The first great principle is this: Be a friend to those you are trying to win. Jesus showed himself a friend to those who were lost. He is described as having been a friend of publicans and sinners; this (although intended critically) was good reporting. Jesus could have kept aloof from mankind, just as we can keep aloof. But he would have won no one that way. Instead, Jesus went to the sick, lost, lonely, distressed, and perishing, and moved among them as a friend. In this story we find him in the woman’s country, at the woman’s city, sitting on the woman’s well (vv. 5–6).
There is an illustration of this basic fact about the Lord Jesus in one of the books by Watchman Nee, the Chinese evangelist. Nee had been talking to another Christian in his home. They were downstairs, as was his friend’s son. The friend’s wife and mother were in an upstairs room. All at once the little boy wanted something and called out to his mother for it.
“It’s up here,” she said. “Come up and get it.”
He cried out to her, “I can’t, Mummy; it’s such a long way. Please bring it down to me.”
He was very small. So the mother picked up what he wanted and brought it down to him. It is just that way with salvation. No one is able to meet his own need spiritually, but the Lord Jesus Christ came down to us so our need could be met. Nee writes, “Had He not come, sinners could not have approached Him; but He came down in order to lift them up.”1
I wonder if you are like that in your witnessing? Do you keep aloof or do you go to others? Another way of asking the same thing is to ask whether or not you have contact with non-Christians socially. Do you go to their homes, sit in their kitchens, ask them their interests?
A great deal of our difficulty in this area comes from the fact that Christians have often looked at the world as if it would inevitably get them dirty if they should get into it.

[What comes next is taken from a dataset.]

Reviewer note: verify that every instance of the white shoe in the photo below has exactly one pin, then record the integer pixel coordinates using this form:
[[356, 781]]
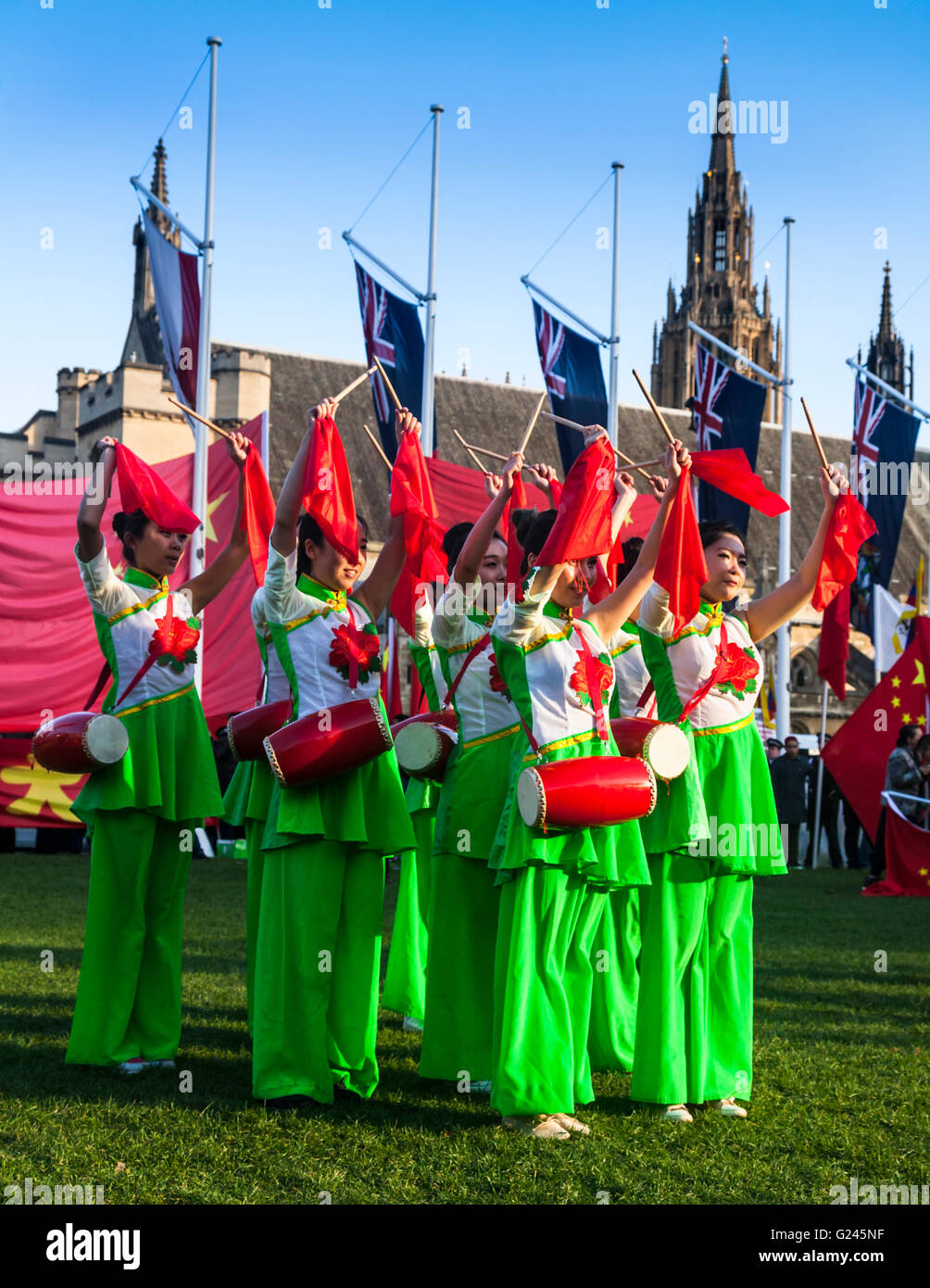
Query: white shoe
[[676, 1115], [543, 1126], [726, 1108]]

They have taken verses like 2 Corinthians 6:17—“Therefore come out from them and be separate”—as meaning that Christians are to have no dealings with the world, rather than seeing that the words only have to do with avoiding conformity to the world, not isolation from it. Jesus did not teach isolation, and he did not practice it. He said in his great prayer for us recorded in John 17, “My prayer is not that you take them out of the world, but that you protect them from the evil one” (v. 15). When he departed for heaven he left his disciples in the world to evangelize it.
I am convinced that we need very practical ways of displaying friendship with the unbelievers we contact—the friendship that was so evident in the life of Jesus. For a start you might invite a number of non-Christian friends into your home for dinner. You might go to a concert with them. You might take in a sports show. Why not befriend your coworkers? Join a club, a choral society, a civic organization. It is not even a loss to go shopping together or invite your friends in for coffee. These are only beginning suggestions. If you are serious about taking the gospel to the lost, the Lord will show you other fruitful avenues of getting to know non-Christians. Just remember: Take the initiative and be friendly.


James Montgomery Boice, The Gospel of John: An Expositional Commentary (Grand Rapids, MI: Baker Books, 2005), 313–314.